One week after he leapt into the crowd and began wailing on a security guard at the Sunshine Theater in Albuquerque, New Mexico, Fall Out Boy bassist Pete Wentz is still a little bit sore, a little bit embarrassed and – in what might be a first – a little bit wary of talking about the incident.

But that isn’t stopping his bandmates from giving their accounts of the punch-up, which occurred while FOB was playing the final song of their set during last weekend’s gig at the Sunshine .

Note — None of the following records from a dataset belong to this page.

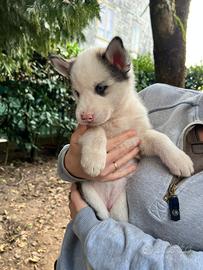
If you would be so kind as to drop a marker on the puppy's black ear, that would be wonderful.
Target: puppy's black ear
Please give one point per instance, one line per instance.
(117, 55)
(61, 65)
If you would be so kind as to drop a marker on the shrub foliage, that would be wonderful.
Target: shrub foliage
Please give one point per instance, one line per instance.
(39, 103)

“I was standing on a riser, stage left, and I see this meathead dude pushing around girls and trying to get into it with our security guy,” guitarist Joe Trohman said. “All I can tell you is the dude was a meathead, and he was being a real jerk. I saw it all happen right in front me, and he started it all. He was pushing around girls, tried to push around [the band’s security guard] Charlie. He was out of his gourd.”

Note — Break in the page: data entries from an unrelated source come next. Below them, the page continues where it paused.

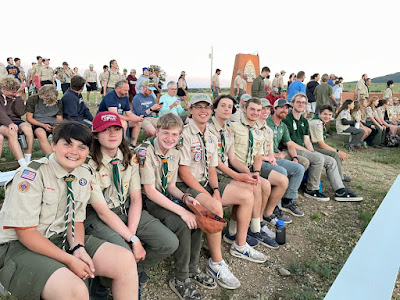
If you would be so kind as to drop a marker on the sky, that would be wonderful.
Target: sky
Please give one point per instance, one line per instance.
(347, 38)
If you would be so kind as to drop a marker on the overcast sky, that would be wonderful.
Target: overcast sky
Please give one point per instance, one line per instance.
(347, 38)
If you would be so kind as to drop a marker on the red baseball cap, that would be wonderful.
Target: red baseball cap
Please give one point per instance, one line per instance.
(104, 120)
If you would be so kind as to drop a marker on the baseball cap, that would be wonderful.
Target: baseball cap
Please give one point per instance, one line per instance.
(265, 102)
(200, 98)
(149, 84)
(104, 120)
(281, 102)
(245, 97)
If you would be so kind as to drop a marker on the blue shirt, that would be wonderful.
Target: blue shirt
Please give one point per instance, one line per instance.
(168, 101)
(111, 99)
(141, 103)
(294, 88)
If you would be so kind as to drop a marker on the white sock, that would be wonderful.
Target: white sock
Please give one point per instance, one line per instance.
(27, 157)
(22, 162)
(255, 225)
(232, 227)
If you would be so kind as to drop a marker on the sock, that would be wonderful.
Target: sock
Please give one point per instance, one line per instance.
(232, 227)
(255, 225)
(22, 162)
(27, 157)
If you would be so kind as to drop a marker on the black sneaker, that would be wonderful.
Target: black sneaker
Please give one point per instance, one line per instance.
(264, 239)
(316, 195)
(347, 195)
(184, 290)
(292, 209)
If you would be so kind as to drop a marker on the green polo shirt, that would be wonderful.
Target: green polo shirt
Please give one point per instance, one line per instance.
(281, 133)
(297, 128)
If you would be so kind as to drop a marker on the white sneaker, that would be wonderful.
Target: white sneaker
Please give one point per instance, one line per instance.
(248, 253)
(222, 275)
(268, 232)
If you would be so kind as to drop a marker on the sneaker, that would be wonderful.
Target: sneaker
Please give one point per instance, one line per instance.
(316, 195)
(264, 239)
(248, 253)
(268, 231)
(221, 273)
(231, 238)
(184, 290)
(203, 279)
(347, 195)
(278, 213)
(292, 209)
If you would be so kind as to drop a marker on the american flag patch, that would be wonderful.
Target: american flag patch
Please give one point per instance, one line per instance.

“I didn’t have my glasses on, so I didn’t really see what was happening – I thought someone was messing with Pete or something, and then I kind of saw everyone fall off, and then I got my glasses on,” drummer Andrew Hurley added. “I didn’t really know what I was gonna do, because there were still kids onstage, so I didn’t want to run up and knock kids over. I wanted to wait until they were all escorted off the stage.”

As it turned out, Hurley wasn’t able to do much, as the fight was pretty much over by the time he made his way down from his drum riser. And despite the fact that the brawl spread across the Internet like wildfire, all parties involved seemed content to put the altercation behind them. After all, no one was seriously hurt, no one pressed charges, and on a scale of one to 10, the punch-up was about a four in terms of severity.

That’s not to say, however, that everyone is willing to make nice. Both FOB and management for the Sunshine Theater admit that they’re still pretty upset about the whole thing but for very different reasons. Wentz sees the incident as the result of one particularly aggressive security guard acting out against his friend. And, as he explained, he was forced to react only because he felt that his friend was in danger.

“I’m totally spaced out about the whole thing. The whole thing escalated real quick, but when I watch the video, I know what I see: I see their dude push Charlie,” Wentz said hesitantly. “And a lot of people were like, ‘Oh, it was just a security guy,’ but I’ve known Charlie since he was 16 and moved in with me after getting kicked out of his parents’ house. And I’m not gonna let my friends fight alone. Nine times out of 10, that security guy would’ve kicked my ass because I’m not really into fighting. But, you know, it was my friend.”

While Sunshine owner Joe Anderson says “errors were made by both sides,” he’s quick to side with the security hired for the show – provided by an Albuquerque company called Ultimate Security – and he thinks the whole situation could’ve been avoided if Fall Out Boy didn’t violate the theater’s policy restricting audience members from going onstage.

“They said that the incident happened because the house security guard was grabbing on some kid, and that’s not totally true. Of course, they’re gonna ride the hype of the whole thing, because the video got out there, but I’ve read their explanation and they glossed over some things a little bit,” Anderson told MTV News. “Everyone’s just very disappointed with the way the whole thing went down. I know the guy from Ultimate who was involved. He’s a total sweetheart, and I think he was shocked more than anything when the whole situation went down.

“We have a policy at the Sunshine that we don’t permit audience members on the performance area. It’s a liability. You just can’t have 800 people running to get up onstage. Now whether or not the band was made aware of this before the show is up for debate,” he continued. “The people at the venue say that it was made clear to Fall Out Boy’s security team at the preshow security meeting. And all I’m getting from the band is some pretty shifty stories. But somewhere along the way, the message was lost. … I’ve worked with Fall Out Boy in the past, and I don’t know if I will do it again. Who knows? In the end, when something like this happens, you have to take sides.”